Problemlösungen durch Banken oder Markt

Finanzinstitutionen, wie Banken, Börsen, Makler, Beteiligungsgesellschaften oder Hedge-Funds haben insbesondere deswegen ihre Berechtigung, weil sie für alle fünf Problemkategorien Unterstützung anbieten und den Marktteilnehmern helfen, die Transaktionskosten für Vertragsabschlüsse zu senken. Bitz schreibt dazu:

“Es liegt daher in der Logik eines marktwirtschaftlichen Systems, dass in der Welt eines zunächst archaischen Finanzmarktes weitere Wirtschaftssubjekte auftreten, die sich – selbstverständlich ihren eigenen wirtschaftlichen Vorteil verfolgend – bereit halten, die potentiellen Geldgeber und -nehmer bei der Bewältigung der genannten Probleme zu unterstützen. Die Liste der in der heute real existierenden Finanzwelt anzutreffenden „Helfer“ dieser Art reichen von Finanzmaklern über Rating-Agenturen bis hin zu Kreditversicherern.”

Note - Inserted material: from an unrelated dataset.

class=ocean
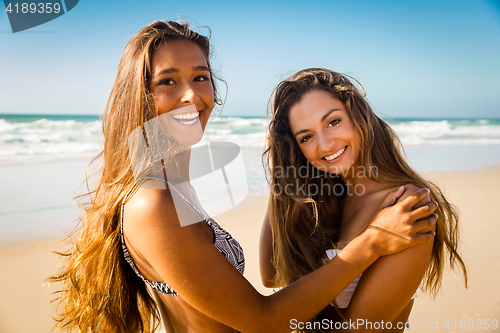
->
[0,115,500,243]
[0,115,500,165]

Grundsätzlich bedarf es aber nicht zwingend einer Finanzinstitution. So schreibt Andreas Trauten in einem Arbeitsbericht des Kompetenzzentrum Internetökonomie (siehe Literaturverzeichnis):

“Die grundlegenden Funktionen des Finanzsystems sind in allen Volkswirtschaften gleich und im Zeitablauf konstant, die Ausgestaltung und relative Bedeutung seiner Institutionen ist jedoch von Land zu Land verschieden und im Zeitablauf veränderlich. Insbesondere können bankbasierte und marktbasierte Finanzsysteme unterschieden werden. Erstere basieren stärker auf klassischen Kreditbanken („Commercial-Banks“), letztere stärker auf Kapitalmärkten in Verbindung mit Investmentbanken. Bankbasierte und marktbasierte Finanzsysteme stehen in Konkurrenz zueinander, da sowohl Kreditbanken als auch Märkte und Investmentbanken alle Aufgaben eines Finanzsystems übernehmen können.”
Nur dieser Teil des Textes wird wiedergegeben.